Robust Estimation Of A High Dimensional Integrated Covariance Matrix written by Takayuki Morimoto and has been published by this book supported file pdf, txt, epub, kindle and other format this book has been release on 2015 with categories.


In this paper, we consider a robust method of estimating a realized covariance matrix calculated as the sum of cross products of intraday high-frequency returns. According to recent papers in financial econometrics, the realized covariance matrix is essentially contaminated with market microstructure noise. Although techniques for removing noise from the matrix have been studied since the early 2000s, they have primarily investigated a low-dimensional covariance matrix with statistically significant sample sizes.
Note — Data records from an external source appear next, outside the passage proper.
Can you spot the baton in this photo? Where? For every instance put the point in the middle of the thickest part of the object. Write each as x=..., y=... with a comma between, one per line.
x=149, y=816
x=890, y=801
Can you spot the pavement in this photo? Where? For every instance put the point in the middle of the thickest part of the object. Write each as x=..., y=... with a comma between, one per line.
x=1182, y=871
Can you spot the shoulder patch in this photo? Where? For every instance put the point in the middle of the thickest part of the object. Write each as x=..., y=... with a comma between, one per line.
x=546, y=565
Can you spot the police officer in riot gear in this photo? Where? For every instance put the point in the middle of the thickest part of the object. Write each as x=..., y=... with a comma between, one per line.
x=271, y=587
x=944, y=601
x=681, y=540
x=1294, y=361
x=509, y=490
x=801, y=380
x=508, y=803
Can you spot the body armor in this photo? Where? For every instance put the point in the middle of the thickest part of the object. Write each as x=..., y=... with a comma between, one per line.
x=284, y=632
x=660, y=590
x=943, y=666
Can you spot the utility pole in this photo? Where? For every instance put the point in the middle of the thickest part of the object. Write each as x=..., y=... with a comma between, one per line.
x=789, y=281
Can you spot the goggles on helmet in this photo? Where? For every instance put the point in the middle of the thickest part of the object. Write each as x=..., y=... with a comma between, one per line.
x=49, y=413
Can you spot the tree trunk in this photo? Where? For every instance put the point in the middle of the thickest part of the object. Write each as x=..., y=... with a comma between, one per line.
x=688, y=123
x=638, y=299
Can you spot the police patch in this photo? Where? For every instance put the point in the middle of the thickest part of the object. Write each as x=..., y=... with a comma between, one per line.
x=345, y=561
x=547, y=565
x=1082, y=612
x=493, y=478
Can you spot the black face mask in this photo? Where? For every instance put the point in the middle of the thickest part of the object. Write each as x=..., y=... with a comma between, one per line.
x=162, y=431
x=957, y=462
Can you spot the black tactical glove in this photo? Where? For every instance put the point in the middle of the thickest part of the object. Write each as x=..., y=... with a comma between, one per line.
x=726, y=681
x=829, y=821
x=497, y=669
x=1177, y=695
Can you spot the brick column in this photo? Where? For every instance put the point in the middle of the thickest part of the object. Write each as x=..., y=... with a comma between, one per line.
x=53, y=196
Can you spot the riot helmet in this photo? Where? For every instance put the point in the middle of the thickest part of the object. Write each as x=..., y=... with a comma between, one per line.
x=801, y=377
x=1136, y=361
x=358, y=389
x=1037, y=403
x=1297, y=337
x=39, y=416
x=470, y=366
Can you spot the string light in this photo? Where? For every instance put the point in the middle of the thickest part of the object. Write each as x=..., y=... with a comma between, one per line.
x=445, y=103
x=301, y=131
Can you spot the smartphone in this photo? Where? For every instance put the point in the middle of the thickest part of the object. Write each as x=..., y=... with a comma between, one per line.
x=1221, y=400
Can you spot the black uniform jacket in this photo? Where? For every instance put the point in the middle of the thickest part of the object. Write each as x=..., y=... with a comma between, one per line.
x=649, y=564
We focus on noise-robust covariance estimation under converse circumstances; that is, a high-dimensional covariance matrix possibly with a small sample size. For the estimation, we utilize a statistical hypothesis test based on the characteristic that the largest eigenvalue of the covariance matrix asymptotically follows a Tracy-Widom distribution. The null hypothesis assumes that log returns are not pure noises. If a sample eigenvalue is larger than the relevant critical value, then we fail to reject the null hypothesis. The simulation results show that the estimator studied here performs better than others as measured by mean squared error. The empirical analysis shows that our proposed estimator can be adopted to forecast future covariance matrices using real data.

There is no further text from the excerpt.